Obudziłem się ponownie w pół do dwunastej. Wstałem, przeciągając się. Przetarłem twarz dłońmi i udałem się do łazienki. Odpaliłem papierosa, a następnie odlałem.

Wróciłem do sypialni, założyłem koszulkę i udałem się do kuchni.

- Nadal tu jesteś? - spytałem, widząc z kuchni Mandy.

- Yup.

- To chociaż jak tu prawie mieszkasz mogłabyś ogarnąć trochę dom.

Pokazała mi środkowy palec, kiedy zalewałem kawę do kubka.

- Bardzo śmieszne, ale pamiętaj kto ci płaci - napiłem się gorzkiej kawy. Może chociaż ona postawi mnie na nogi.

- Dobra - krzyknęła z salonu i udała się do kuchni.
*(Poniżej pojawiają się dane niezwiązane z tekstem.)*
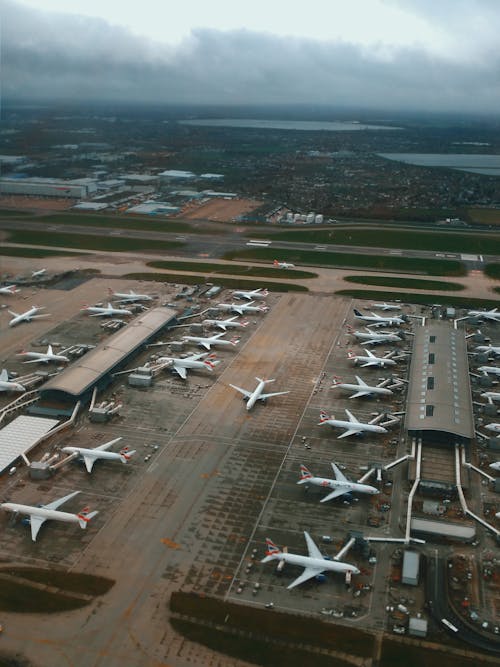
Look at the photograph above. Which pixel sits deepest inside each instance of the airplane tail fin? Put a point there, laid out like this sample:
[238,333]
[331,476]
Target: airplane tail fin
[305,475]
[84,516]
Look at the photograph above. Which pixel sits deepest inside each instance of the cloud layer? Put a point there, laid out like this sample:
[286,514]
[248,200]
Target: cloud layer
[56,56]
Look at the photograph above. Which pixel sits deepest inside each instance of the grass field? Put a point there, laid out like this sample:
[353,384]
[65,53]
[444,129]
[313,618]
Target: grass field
[90,242]
[408,283]
[235,269]
[410,265]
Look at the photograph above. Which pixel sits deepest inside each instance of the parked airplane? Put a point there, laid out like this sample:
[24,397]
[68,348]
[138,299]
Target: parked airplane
[251,294]
[225,324]
[208,341]
[38,515]
[128,297]
[353,426]
[9,289]
[374,338]
[491,396]
[90,455]
[340,485]
[31,314]
[379,320]
[363,389]
[180,366]
[314,564]
[106,311]
[242,308]
[385,306]
[493,315]
[371,360]
[9,385]
[43,357]
[256,395]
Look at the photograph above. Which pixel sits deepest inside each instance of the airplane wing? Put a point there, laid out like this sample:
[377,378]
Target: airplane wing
[339,475]
[275,393]
[242,391]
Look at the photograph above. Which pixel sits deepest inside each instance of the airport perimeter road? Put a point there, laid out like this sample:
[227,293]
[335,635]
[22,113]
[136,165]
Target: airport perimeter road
[187,522]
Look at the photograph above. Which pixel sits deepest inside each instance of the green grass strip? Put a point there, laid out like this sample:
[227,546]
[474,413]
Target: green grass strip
[89,242]
[409,283]
[237,283]
[234,269]
[411,265]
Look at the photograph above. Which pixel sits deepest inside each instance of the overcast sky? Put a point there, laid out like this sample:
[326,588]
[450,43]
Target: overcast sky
[391,54]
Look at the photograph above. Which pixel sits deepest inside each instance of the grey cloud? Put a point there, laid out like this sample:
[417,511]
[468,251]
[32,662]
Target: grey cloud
[47,56]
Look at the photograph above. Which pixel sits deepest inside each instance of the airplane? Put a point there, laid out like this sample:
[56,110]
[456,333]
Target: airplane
[385,306]
[489,349]
[103,311]
[283,265]
[9,289]
[91,455]
[363,389]
[9,385]
[373,338]
[314,564]
[38,515]
[210,340]
[256,395]
[340,485]
[491,396]
[242,308]
[180,366]
[493,315]
[129,297]
[379,320]
[371,360]
[31,314]
[224,324]
[353,426]
[251,294]
[42,357]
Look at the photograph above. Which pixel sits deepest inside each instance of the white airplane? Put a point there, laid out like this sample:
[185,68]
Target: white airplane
[43,357]
[385,306]
[128,297]
[362,389]
[283,265]
[491,396]
[242,308]
[225,324]
[9,385]
[489,349]
[353,426]
[9,289]
[208,341]
[180,366]
[38,515]
[256,395]
[91,455]
[31,314]
[493,315]
[493,427]
[340,485]
[250,294]
[374,338]
[106,311]
[487,370]
[313,565]
[371,360]
[379,320]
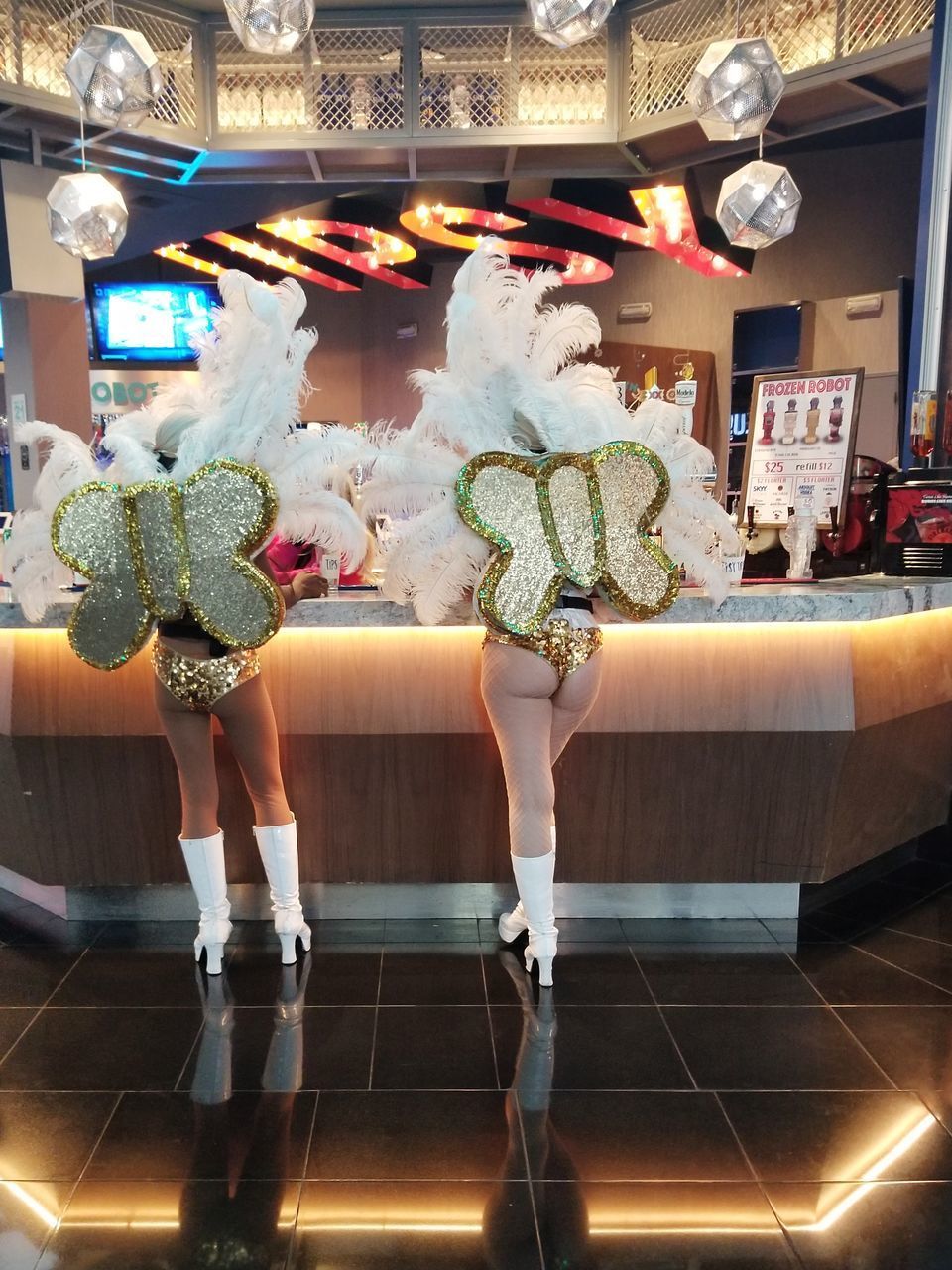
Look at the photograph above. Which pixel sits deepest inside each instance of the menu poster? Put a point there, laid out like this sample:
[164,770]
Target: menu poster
[801,437]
- Mogłabyś zająć się Colette w piątek wieczorem? Koledzy chcą mnie wyciągnąć na piwo - zaciągnąłem się papierosem i spojrzałem na nią.

- Trzydzieści dolców - wystawiła rękę przed siebie.

- Dwadzieścia - odpowiedziałem.

- Dwadzieścia siedem - zaczęła się ze mną licytować.

- Dwadzieścia - nadal stałem przy swoim.

- Dwadzieścia pięć? - spytała, na co przewróciłem oczami.

- Zgoda - przybiłem jej piątkę.

- Super - podeszła do mnie. Stanęła na palcach i mnie pocałowała w policzek. Skrzywiłem się.

- Co ja ci mówiłem o całowaniu, Mandy? - napiłem się kawy, a następnie zaciągnąłem papierosem. Wypuściłem dym przed siebie.

- Och no dalej. To był tylko mały całus w policzek. Poza tym wiem, że chcesz mnie przelecieć.

- Nie chcę cię przelecieć. Gdybym chciał dawno bym już to zrobił - przewróciłem oczami.  Zgasiłem papierosa i udałem się do przedpokoju. Mandy szła za mną jak piesek.

- To jak? - usiadła na szafce, zakładając nogę na nogę przez co bluzka, którą miała na sobie, podwinęła się i mogłem zobaczyć jej majtki.

- Przekaż Coco, że będę po ósmej - założyłem kurtkę zlewając Mandy. - Ubierz się - powiedziałem i wyszedłem z mieszkania.

***

- Malik, równo z zegarkiem! - szef przywitał mnie na wejściu.

- Taa, miło. Wolałbym pospać - powiedziałem pod nosem.

- No popatrz. Ja też - klepnął mnie w plecy.

- Panie komisarzu! - usłyszałem głos Amethyst zza krat. Przystanąłem i spojrzałem na szefa. Odwróciłem się i podszedłem do krat.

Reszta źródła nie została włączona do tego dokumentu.